Excellent idea. I dig it!







Here's a link to the product in question: CMI Rescue Ring. A bit rich for my wallet but excedingly cool nonetheless. There's also this one that's a bit smaller and cheaper, though it lacks the little side lugs for easy rubber attachment.. I'm thinking chopping the top of the ring off of the smaller one, rounding the ends, and mounting the bands OTT might work nicely.


----------



## e~shot (Jun 3, 2010)

Great Idea, looks cool. Hope you can get a good accuracy


----------



## Dennis the Menace (Mar 9, 2011)

Hello Hueman, although the shape of a closed round slingshot, there is a good reason most slingshots aren't closed at the top. The ones that do, are mostly used for arrows, or are built with a rolling mechanism to keep it in the most preferred angle. I would strongly advise to take off the top half of the ring to minimize the chance of fork hit. Eventually you will hit it resulting in risky situations. Seeing my topic "Carabiner Slingshot" and maybe some of JoergS slowmotion movies can be helpful to learn about the path your ammo follows (and most importantly: the positioning of a slingshot when releasing the pouch.)
Just for your safety. Until that, be sure to keep the camera rolling.


----------



## dragonmaster (Dec 24, 2009)

I like it wouldn't change a thing. Part of the fun is using everyday things that are around us. You have a good eye in finding this one.


----------



## TastelikeSnozberries (Jul 16, 2010)

I really like it, it reminds me of one of the milbro recast of the scope slingshot, I wouldn't change a thing


----------



## Hueman (Mar 21, 2011)

Dennis the Menace said:


> Hello Hueman, although the shape of a closed round slingshot, there is a good reason most slingshots aren't closed at the top. The ones that do, are mostly used for arrows, or are built with a rolling mechanism to keep it in the most preferred angle. I would strongly advise to take off the top half of the ring to minimize the chance of fork hit. Eventually you will hit it resulting in risky situations. Seeing my topic "Carabiner Slingshot" and maybe some of JoergS slowmotion movies can be helpful to learn about the path your ammo follows (and most importantly: the positioning of a slingshot when releasing the pouch.)
> Just for your safety. Until that, be sure to keep the camera rolling.
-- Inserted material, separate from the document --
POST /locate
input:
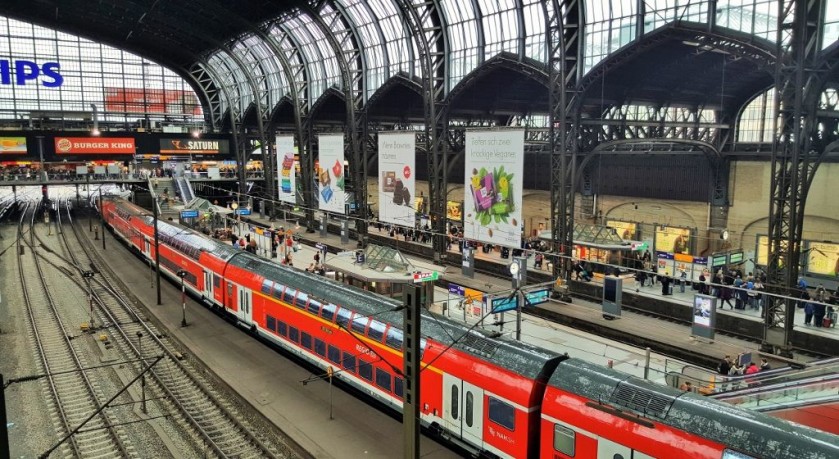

Hey, I checked out your Carabiner Slingshot. I love it, especially the size. I think Ill get my hands on one of those so that the top is off. The one i used is my dads and he is still going to be using it for its intended purpose (he doesn't like the idea of me cutting his equipment







). So far with everything Ive checked, the pouch and ammo that shoot through the hole are as close to the top as they are to the bottom. Because of that I feel pretty safe shooting it. Cheers


----------



## Hueman (Mar 21, 2011)

e~shot said:


> Great Idea, looks cool. Hope you can get a good accuracy


Thanks. The accuracy is surprising. Way better than my fork.


----------



## pelleteer (Dec 19, 2009)

pelleteer said:


> There's also this one that's a bit smaller and cheaper, though it lacks the little side lugs for easy rubber attachment.. I'm thinking chopping the top of the ring off of the smaller one, rounding the ends, and mounting the bands OTT might work nicely.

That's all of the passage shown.